Training the police is as important to stabilizing Iraq as standing up an army there, but the United States has botched the job by assigning the wrong agencies to the task, two members of the Iraq Study Group say.
“The police training system has not gone well,” former Rep. Lee Hamilton, who co-chaired the bipartisan commission, said in remarks prepared for delivery Wednesday to the Senate Judiciary Committee. He was joined in his statements by another member of the study group, Edwin Meese III, who was attorney general during the Reagan administration.
The U.S. erred by first assigning the task of shaping the judicial system in a largely lawless country to the State Department and private contractors who “did not have the expertise or the manpower to get the job done,” Hamilton and Meese said in testimony obtained by The Associated Press.

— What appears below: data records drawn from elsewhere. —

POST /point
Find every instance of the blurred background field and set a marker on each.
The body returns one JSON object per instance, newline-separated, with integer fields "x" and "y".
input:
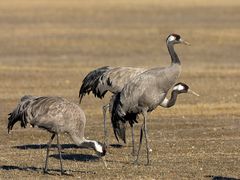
{"x": 47, "y": 47}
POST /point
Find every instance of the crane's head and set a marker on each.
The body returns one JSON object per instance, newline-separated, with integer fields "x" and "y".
{"x": 100, "y": 149}
{"x": 183, "y": 88}
{"x": 176, "y": 39}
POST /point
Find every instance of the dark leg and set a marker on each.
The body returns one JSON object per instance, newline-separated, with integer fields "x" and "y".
{"x": 48, "y": 147}
{"x": 60, "y": 154}
{"x": 105, "y": 124}
{"x": 133, "y": 145}
{"x": 146, "y": 136}
{"x": 140, "y": 144}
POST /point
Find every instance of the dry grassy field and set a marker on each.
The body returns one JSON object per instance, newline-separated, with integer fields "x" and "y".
{"x": 47, "y": 47}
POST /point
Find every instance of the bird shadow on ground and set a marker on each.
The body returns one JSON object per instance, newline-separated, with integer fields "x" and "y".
{"x": 44, "y": 146}
{"x": 76, "y": 157}
{"x": 38, "y": 170}
{"x": 221, "y": 178}
{"x": 116, "y": 145}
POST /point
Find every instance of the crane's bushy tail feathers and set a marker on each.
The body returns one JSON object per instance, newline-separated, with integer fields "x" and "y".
{"x": 119, "y": 119}
{"x": 90, "y": 83}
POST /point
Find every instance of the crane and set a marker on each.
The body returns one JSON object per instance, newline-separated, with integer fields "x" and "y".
{"x": 56, "y": 115}
{"x": 145, "y": 92}
{"x": 104, "y": 79}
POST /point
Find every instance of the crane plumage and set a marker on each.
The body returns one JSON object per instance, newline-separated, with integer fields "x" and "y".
{"x": 104, "y": 79}
{"x": 145, "y": 92}
{"x": 56, "y": 115}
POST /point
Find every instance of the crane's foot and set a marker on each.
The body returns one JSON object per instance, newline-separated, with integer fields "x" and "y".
{"x": 148, "y": 163}
{"x": 46, "y": 172}
{"x": 66, "y": 173}
{"x": 133, "y": 153}
{"x": 135, "y": 162}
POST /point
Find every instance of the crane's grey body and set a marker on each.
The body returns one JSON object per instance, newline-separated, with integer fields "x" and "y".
{"x": 104, "y": 79}
{"x": 156, "y": 83}
{"x": 144, "y": 93}
{"x": 56, "y": 115}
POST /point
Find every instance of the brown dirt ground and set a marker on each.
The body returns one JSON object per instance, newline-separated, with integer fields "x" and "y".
{"x": 47, "y": 47}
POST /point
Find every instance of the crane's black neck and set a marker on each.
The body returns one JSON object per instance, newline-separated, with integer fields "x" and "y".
{"x": 173, "y": 99}
{"x": 173, "y": 54}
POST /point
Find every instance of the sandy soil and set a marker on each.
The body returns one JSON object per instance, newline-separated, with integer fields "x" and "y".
{"x": 47, "y": 47}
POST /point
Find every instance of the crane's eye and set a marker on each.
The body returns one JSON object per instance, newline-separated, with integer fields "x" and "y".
{"x": 171, "y": 38}
{"x": 179, "y": 87}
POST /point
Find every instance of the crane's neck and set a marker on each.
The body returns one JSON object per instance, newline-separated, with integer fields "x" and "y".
{"x": 173, "y": 54}
{"x": 167, "y": 103}
{"x": 85, "y": 143}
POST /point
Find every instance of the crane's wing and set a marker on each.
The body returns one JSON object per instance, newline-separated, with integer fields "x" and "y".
{"x": 91, "y": 81}
{"x": 106, "y": 79}
{"x": 30, "y": 109}
{"x": 18, "y": 114}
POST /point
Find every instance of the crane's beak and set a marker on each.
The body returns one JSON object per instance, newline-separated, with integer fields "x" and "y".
{"x": 184, "y": 42}
{"x": 104, "y": 162}
{"x": 192, "y": 92}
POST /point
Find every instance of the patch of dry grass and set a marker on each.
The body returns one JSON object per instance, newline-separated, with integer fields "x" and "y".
{"x": 47, "y": 47}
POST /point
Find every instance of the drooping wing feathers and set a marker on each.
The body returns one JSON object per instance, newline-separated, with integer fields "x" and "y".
{"x": 90, "y": 83}
{"x": 19, "y": 114}
{"x": 118, "y": 118}
{"x": 106, "y": 79}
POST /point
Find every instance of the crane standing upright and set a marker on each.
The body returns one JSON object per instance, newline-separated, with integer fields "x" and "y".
{"x": 145, "y": 92}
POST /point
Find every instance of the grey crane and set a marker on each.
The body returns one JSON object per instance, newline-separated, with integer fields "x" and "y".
{"x": 104, "y": 79}
{"x": 56, "y": 115}
{"x": 145, "y": 92}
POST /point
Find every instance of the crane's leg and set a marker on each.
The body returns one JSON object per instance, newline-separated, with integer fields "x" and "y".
{"x": 48, "y": 147}
{"x": 133, "y": 145}
{"x": 140, "y": 144}
{"x": 146, "y": 134}
{"x": 105, "y": 124}
{"x": 60, "y": 155}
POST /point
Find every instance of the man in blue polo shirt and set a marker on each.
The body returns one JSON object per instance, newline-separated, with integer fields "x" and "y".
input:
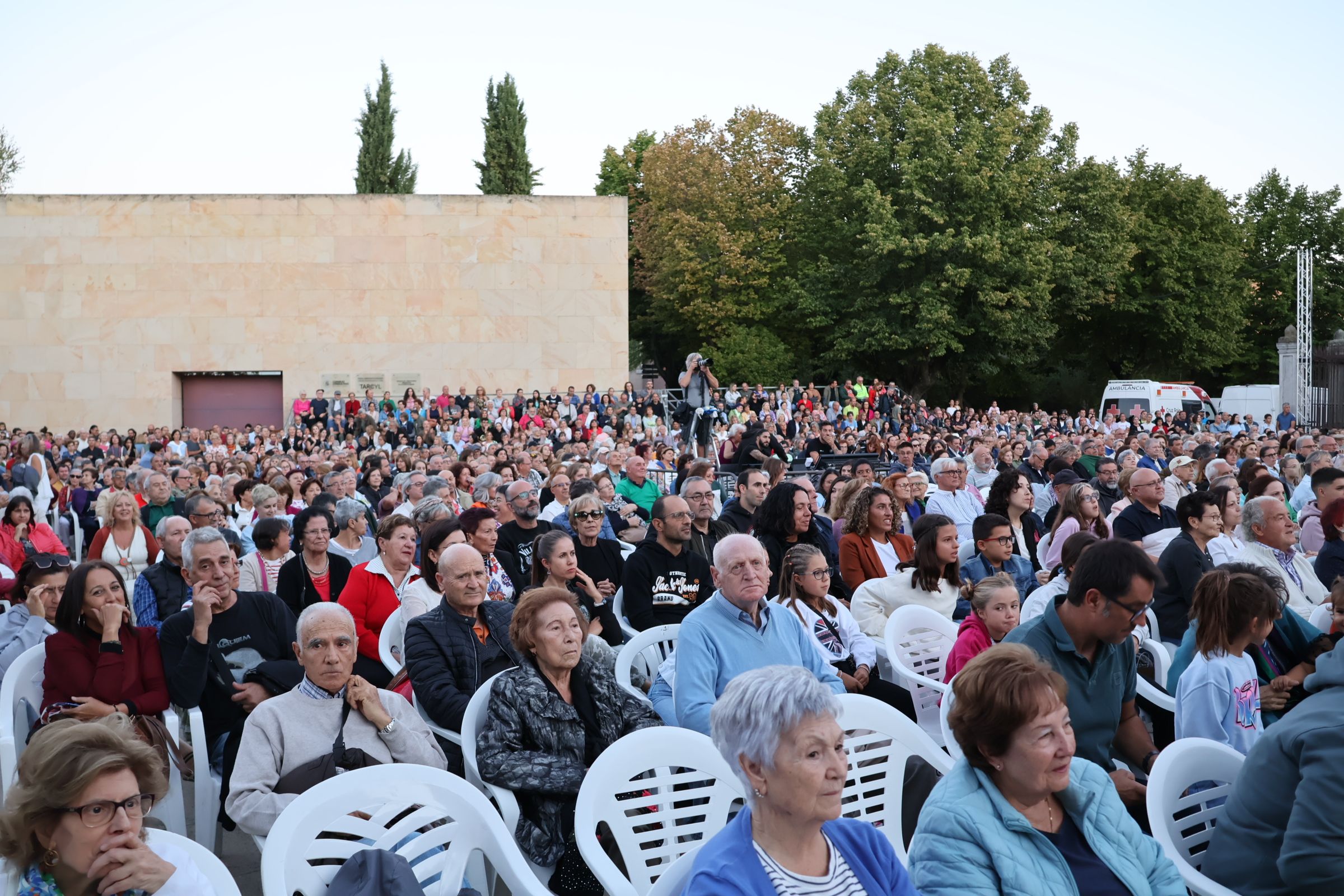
{"x": 1086, "y": 640}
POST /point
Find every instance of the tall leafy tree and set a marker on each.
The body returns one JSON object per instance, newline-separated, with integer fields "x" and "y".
{"x": 928, "y": 222}
{"x": 10, "y": 162}
{"x": 375, "y": 170}
{"x": 507, "y": 170}
{"x": 714, "y": 242}
{"x": 1280, "y": 218}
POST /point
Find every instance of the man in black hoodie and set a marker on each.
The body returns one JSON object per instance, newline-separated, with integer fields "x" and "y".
{"x": 752, "y": 488}
{"x": 664, "y": 580}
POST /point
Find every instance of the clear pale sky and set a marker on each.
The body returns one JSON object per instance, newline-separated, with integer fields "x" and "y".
{"x": 261, "y": 97}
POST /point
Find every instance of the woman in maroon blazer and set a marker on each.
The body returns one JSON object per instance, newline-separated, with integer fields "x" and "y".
{"x": 97, "y": 660}
{"x": 870, "y": 548}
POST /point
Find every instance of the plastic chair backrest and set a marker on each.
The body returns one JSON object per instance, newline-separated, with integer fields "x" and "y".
{"x": 1183, "y": 823}
{"x": 206, "y": 861}
{"x": 433, "y": 819}
{"x": 393, "y": 638}
{"x": 21, "y": 691}
{"x": 662, "y": 792}
{"x": 674, "y": 879}
{"x": 648, "y": 651}
{"x": 918, "y": 641}
{"x": 879, "y": 739}
{"x": 1322, "y": 617}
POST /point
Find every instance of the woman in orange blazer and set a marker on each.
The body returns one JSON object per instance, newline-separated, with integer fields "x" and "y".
{"x": 869, "y": 548}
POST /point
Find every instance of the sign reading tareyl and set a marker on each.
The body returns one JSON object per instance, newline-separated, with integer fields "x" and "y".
{"x": 377, "y": 382}
{"x": 333, "y": 382}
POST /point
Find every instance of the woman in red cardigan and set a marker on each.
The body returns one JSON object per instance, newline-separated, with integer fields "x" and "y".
{"x": 374, "y": 590}
{"x": 870, "y": 548}
{"x": 22, "y": 536}
{"x": 97, "y": 660}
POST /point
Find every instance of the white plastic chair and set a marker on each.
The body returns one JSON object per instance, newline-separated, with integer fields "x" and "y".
{"x": 918, "y": 641}
{"x": 949, "y": 740}
{"x": 878, "y": 740}
{"x": 1182, "y": 833}
{"x": 619, "y": 609}
{"x": 662, "y": 792}
{"x": 303, "y": 856}
{"x": 1322, "y": 617}
{"x": 648, "y": 649}
{"x": 391, "y": 642}
{"x": 673, "y": 881}
{"x": 1161, "y": 665}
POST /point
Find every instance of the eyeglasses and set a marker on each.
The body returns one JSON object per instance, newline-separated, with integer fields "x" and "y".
{"x": 586, "y": 515}
{"x": 1135, "y": 615}
{"x": 100, "y": 813}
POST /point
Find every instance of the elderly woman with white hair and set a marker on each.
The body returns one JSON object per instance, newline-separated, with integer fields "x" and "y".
{"x": 776, "y": 727}
{"x": 288, "y": 738}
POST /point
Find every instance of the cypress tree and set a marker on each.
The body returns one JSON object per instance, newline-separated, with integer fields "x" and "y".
{"x": 506, "y": 170}
{"x": 375, "y": 170}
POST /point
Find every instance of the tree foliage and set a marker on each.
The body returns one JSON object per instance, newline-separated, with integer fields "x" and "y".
{"x": 507, "y": 170}
{"x": 375, "y": 170}
{"x": 10, "y": 162}
{"x": 714, "y": 241}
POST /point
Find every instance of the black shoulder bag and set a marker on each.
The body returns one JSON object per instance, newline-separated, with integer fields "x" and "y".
{"x": 319, "y": 770}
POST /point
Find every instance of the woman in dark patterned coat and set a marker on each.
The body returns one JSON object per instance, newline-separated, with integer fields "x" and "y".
{"x": 548, "y": 722}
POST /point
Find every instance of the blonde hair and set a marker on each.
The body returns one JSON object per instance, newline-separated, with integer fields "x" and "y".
{"x": 61, "y": 762}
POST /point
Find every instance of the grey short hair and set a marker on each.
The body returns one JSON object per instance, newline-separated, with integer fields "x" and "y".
{"x": 758, "y": 708}
{"x": 1253, "y": 514}
{"x": 689, "y": 481}
{"x": 483, "y": 486}
{"x": 942, "y": 465}
{"x": 320, "y": 609}
{"x": 433, "y": 486}
{"x": 198, "y": 538}
{"x": 163, "y": 526}
{"x": 429, "y": 510}
{"x": 347, "y": 510}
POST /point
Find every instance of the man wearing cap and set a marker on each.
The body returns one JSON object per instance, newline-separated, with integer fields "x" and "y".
{"x": 1182, "y": 481}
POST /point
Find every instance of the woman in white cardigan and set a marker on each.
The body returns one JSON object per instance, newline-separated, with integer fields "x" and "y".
{"x": 932, "y": 580}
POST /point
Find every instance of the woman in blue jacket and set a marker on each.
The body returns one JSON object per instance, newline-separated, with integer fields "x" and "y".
{"x": 777, "y": 729}
{"x": 1019, "y": 814}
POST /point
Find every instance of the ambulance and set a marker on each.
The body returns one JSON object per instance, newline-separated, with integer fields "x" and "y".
{"x": 1127, "y": 398}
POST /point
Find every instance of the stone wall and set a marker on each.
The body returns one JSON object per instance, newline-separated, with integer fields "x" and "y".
{"x": 104, "y": 300}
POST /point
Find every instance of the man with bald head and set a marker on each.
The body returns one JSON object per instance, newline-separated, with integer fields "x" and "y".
{"x": 737, "y": 631}
{"x": 459, "y": 645}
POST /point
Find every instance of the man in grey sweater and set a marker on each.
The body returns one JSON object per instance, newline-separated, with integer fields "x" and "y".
{"x": 300, "y": 726}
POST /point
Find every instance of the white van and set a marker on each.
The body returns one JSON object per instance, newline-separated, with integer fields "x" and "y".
{"x": 1126, "y": 398}
{"x": 1252, "y": 402}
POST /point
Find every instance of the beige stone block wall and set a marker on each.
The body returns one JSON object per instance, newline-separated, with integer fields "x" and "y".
{"x": 105, "y": 300}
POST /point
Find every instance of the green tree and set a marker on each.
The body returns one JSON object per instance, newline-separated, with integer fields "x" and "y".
{"x": 714, "y": 246}
{"x": 10, "y": 160}
{"x": 507, "y": 170}
{"x": 1278, "y": 220}
{"x": 929, "y": 222}
{"x": 375, "y": 170}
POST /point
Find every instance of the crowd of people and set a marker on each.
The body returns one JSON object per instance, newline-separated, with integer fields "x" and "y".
{"x": 522, "y": 539}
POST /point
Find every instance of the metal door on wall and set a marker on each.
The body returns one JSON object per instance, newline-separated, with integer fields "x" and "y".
{"x": 232, "y": 399}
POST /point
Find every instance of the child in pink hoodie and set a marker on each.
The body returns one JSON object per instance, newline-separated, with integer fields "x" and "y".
{"x": 995, "y": 610}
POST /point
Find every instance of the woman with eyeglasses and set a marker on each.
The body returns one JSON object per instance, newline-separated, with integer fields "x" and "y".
{"x": 41, "y": 584}
{"x": 1079, "y": 512}
{"x": 74, "y": 820}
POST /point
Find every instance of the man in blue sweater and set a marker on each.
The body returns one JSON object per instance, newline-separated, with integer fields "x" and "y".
{"x": 737, "y": 631}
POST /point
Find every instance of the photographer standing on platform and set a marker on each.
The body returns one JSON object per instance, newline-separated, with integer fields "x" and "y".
{"x": 699, "y": 385}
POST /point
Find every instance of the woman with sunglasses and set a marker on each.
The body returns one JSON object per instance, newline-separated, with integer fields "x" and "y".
{"x": 41, "y": 585}
{"x": 74, "y": 820}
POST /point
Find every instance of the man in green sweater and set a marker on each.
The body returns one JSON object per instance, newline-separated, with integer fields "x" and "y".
{"x": 636, "y": 487}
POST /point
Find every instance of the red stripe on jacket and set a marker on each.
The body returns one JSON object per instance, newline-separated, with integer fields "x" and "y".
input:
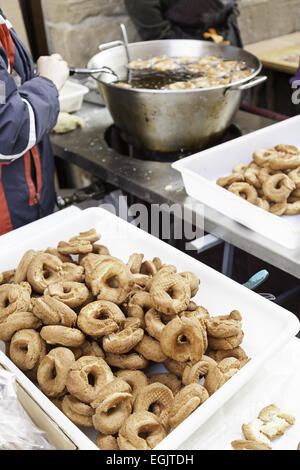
{"x": 5, "y": 220}
{"x": 37, "y": 161}
{"x": 7, "y": 44}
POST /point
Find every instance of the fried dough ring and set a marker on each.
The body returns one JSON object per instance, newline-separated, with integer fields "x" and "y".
{"x": 291, "y": 149}
{"x": 192, "y": 348}
{"x": 193, "y": 371}
{"x": 111, "y": 280}
{"x": 192, "y": 280}
{"x": 186, "y": 401}
{"x": 236, "y": 177}
{"x": 251, "y": 175}
{"x": 78, "y": 412}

In 2004, the mission was assigned to the Defense Department, which devoted more money to the task. But department officials also were insufficiently trained for the job, Hamilton and Meese said.
As a result, Iraq has little if any on-the-street law enforcement personnel or a functioning judicial system free of corruption, they said.
Justice Department officials, they said, should lead the work of transforming the system. Police executives and supervisors should replace the military police personnel now assigned.
How completely clueless do you have to be when it doesn’t strike you for almost four years that police training is a job best accomplished by law enforcement professionals?
And there have, of course, been enough stories about how every other aspect of our vaunted reconstruction effort in Iraq was managed in the same way.
Think for a minute how different the attitude of the average Iraqi would have been towards US forces in Iraq if we had actually built those schools, restored electricity and power, restored law and order before the insurgency got under way. Think for a minute how the insurgency might have gone initially if we had had the active support of the average Iraqi, instead of their simmering resentment.
At the risk of sounding sexist, I cannot help feeling that if only we had put women in charge, things would be very different in Iraq today.
jeremy wrote:
I wonder why you think that is. Why would a woman be any better than at least a capable male president, assuming that his head is not shrouded by his own anus?
Posted 01 Feb 2007 at 2:55 pm ¶
sarabeth wrote:
C’mon, everybody knows women are blessed with oodles of common sense.
Posted 01 Feb 2007 at 3:51 pm ¶
jamie beth wrote:
ok, here we go….i think everyone knows i’m post feminist in the sense that i believe in equality, not women’s’ rights and i do believe that the sexes have differences, meaning that men and women are EQUAL, not the SAME. whether you are talking common sense or just plain pissing contests, women approach things differently. i venture to say that there are far fewer female megalomaniacs than male megalomaniacs, at least history has shown us that all megalomaniac rulers have been male (unless i’m missing someone). so, from my stand point, everything, absolutely everything would be different if a woman were in charge. would it be better? i can’t say. but it would be different. and prettier.
Posted 01 Feb 2007 at 6:51 pm ¶
sarabeth wrote:
oh dear! devil’s advocate time…
to be fair, maybe female megalomaniacs have just been deprived of equal opportunity? in other words, far fewer women in charge has translated into far fewer megalomaniacs, but the propensity towards megalomania could well be the same?
India’s Indira Gandhi?
Posted 01 Feb 2007 at 7:20 pm ¶
matt wrote:
thatcher wasn’t exactly a picnic either.
Posted 01 Feb 2007 at 7:25 pm ¶
jamie beth wrote:
i don’t think either qualify as true megalos…do they? i agree that it MIGHT just be less opportunity, but something in my girl-gut tells me otherwise.
Posted 01 Feb 2007 at 8:15 pm ¶
sarabeth wrote:
I hadn’t realized this before, but guess who used to be in charge of the training program for the Iraqi army and police? None other than Bush’s knight in shining armor, the one who’s now going to ride to the rescue and set everything to rights: Gen. David Petraeus.